David Sheppy, the 6th generation Master of Cider at Sheppy’s Cider, has overseen nearly 30 harvests since he took over the helm at Sheppy’s Cider. This week we’ve seen the effects of Storm Callum, who has shaken a few trees here at the Sheppy’s orchards...
After an early start on this year's harvest, things have taken a stormy turn! Visitors who come to Sheppy’s House of Cider this week can’t fail to notice a number of fallen apple trees in our standard orchards. Sadly the team have lost a good dozen or so to Storm Callum, who made his mark this weekend by flattening some of our most fruitful trees. Here is what David Sheppy has to say:
“It’s been a perfect storm of conditions... literally. A combination of wet ground, plenty of heavy apple trees, and lots of wind is a recipe for disaster. A lot of our trees are very top-heavy after the summer and some of our more fruitful cider trees are weighed down by nearly a quarter of a ton of fruit."
“In terms of our orchards it’s one of the worst storms we’ve had in a few years because it came so early and while there was still so much fruit on the trees. Some of the trees were only 10 to 15 years old and in their prime.

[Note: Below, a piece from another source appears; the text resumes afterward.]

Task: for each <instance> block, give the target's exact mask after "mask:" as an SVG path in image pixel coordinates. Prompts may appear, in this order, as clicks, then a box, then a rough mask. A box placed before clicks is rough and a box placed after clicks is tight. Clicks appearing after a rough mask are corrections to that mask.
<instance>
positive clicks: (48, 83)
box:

“But there’s nothing you can do, sadly. As a farmer, I have to work with what nature gives me... whether it’s sunshine or storms! It’s part of the Sheppy’s Cider ethos that we work with what nature gives us and part of the joys of being a farmer is that we take the rough with the smooth, and this storm was quite a rough one!
“However, it’s by no means a disaster. We still have plenty of other trees within our 90 acres that have stood firm in the storm and we will continue to collect and carry on as normal. Nearly all of our Dabinett apples have fallen, despite the fact they’re a later falling fruit. We’ll just have to get out and plant a few replacements at some point... it’s definitely a busy harvest, that’s for sure!”